[PATCH v2] Add addmul_1, addmul_2, and mul_basecase for IBM z13 and later

Thu Aug 5 07:03:50 UTC 2021

Hi,

Changes from v1:
  - add tuneup results from z13
  - fix mul_basecase to use #included and inlined addmul_2

Based on your feedback on my previous patches, I rewrote addmul_1/mul_1
and added implementations for addmul_2/mul_2 and mul_basecase. They are
still based on multiplying 64x64->128 in gpr pairs and accumulating
128-bit-wise in vector registers.

The code passes "make check", of course, and I have run "try" for ~72
hours for each of the functions (on top of countless iterations of the
relevant individual test cases in tests/devel).

GMPbench.base.multiply improves by about 50% on z15, the overall score
in GMPbench improves by ~35%. The patches do not include new tuneup
parameters, yet.

All the implementations are in C with enough inline assembly to result
in decent code. mul_basecase #includes and inlines the (add)mul
functions to avoid calls and unnecessary branches.

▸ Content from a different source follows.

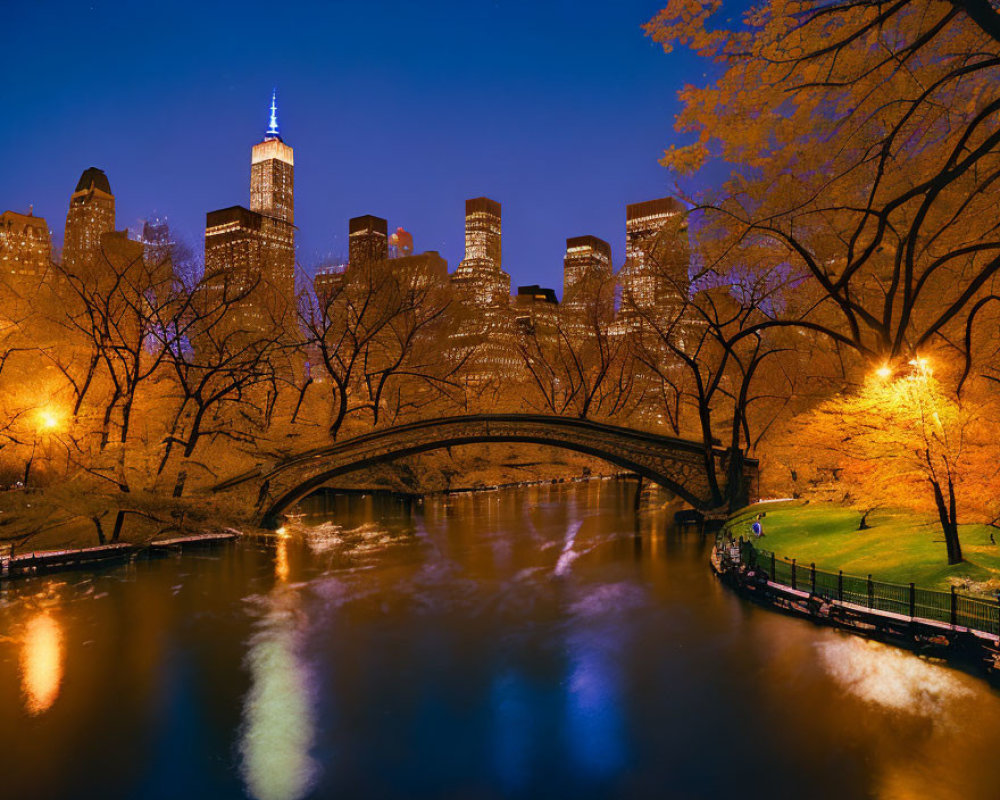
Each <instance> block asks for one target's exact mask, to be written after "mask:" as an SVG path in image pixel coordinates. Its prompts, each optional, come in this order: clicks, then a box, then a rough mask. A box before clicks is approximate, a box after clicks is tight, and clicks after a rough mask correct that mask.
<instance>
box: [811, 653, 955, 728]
mask: <svg viewBox="0 0 1000 800" xmlns="http://www.w3.org/2000/svg"><path fill="white" fill-rule="evenodd" d="M816 646H817V648H818V650H819V653H820V657H821V661H822V663H823V666H824V667H825V668H826V670H827V671H828V672H829V673H830V675H832V676H833V677H834V679H835V680H836V681H837V682H838V683H839V684H840V685H841V686H842V687H843V688H844V689H845V690H846V691H848V692H850V693H851V694H853V695H855V696H857V697H859V698H861V699H862V700H864V701H866V702H869V703H873V704H875V705H879V706H882V707H883V708H887V709H892V710H894V711H902V712H906V713H908V714H913V715H916V716H922V717H928V718H930V719H941V718H942V717H943V716H944V715H945V713H946V712H947V711H948V710H949V709H950V708H952V707H954V704H955V701H956V700H959V699H961V698H965V697H968V696H969V695H971V694H972V692H971V690H970V689H969V688H968V687H967V686H966V685H965V683H964V682H963V679H962V678H960V677H959V675H958V673H956V672H954V671H953V670H950V669H947V668H945V667H943V666H939V665H937V664H931V663H928V662H927V661H923V660H921V659H919V658H916V657H914V656H913V654H911V653H908V652H906V651H903V650H899V649H896V648H893V647H889V646H888V645H885V644H881V643H879V642H872V641H866V640H865V639H860V638H858V637H855V636H850V637H847V636H844V637H838V638H836V639H832V640H829V641H823V642H819V643H818V644H817V645H816Z"/></svg>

All the (add)mul_1/2 functions are 4x unrolled for the first operand
(i.e., 4 mults per iteration in addmul_1, 8 mults in addmul_2).
Mul_basecase is structured so that it branches on (un % 4) to select the
correct loop prologue only once on entry, and does not need branches for
that in each body of addmul.

The accumulation structure in addmul_2 is maybe a little unexpected. The
idea there is to use 128-bit adds without carry over full adds with
carry-in and carry-out whenever possible because the latter require two
instructions for each sum and have instruction grouping limitations. The
resulting code performs better than strictly using adds with
carry-in/out for the moderate number of limbs that are relevant for
mul_basecase.

Regards,
Marius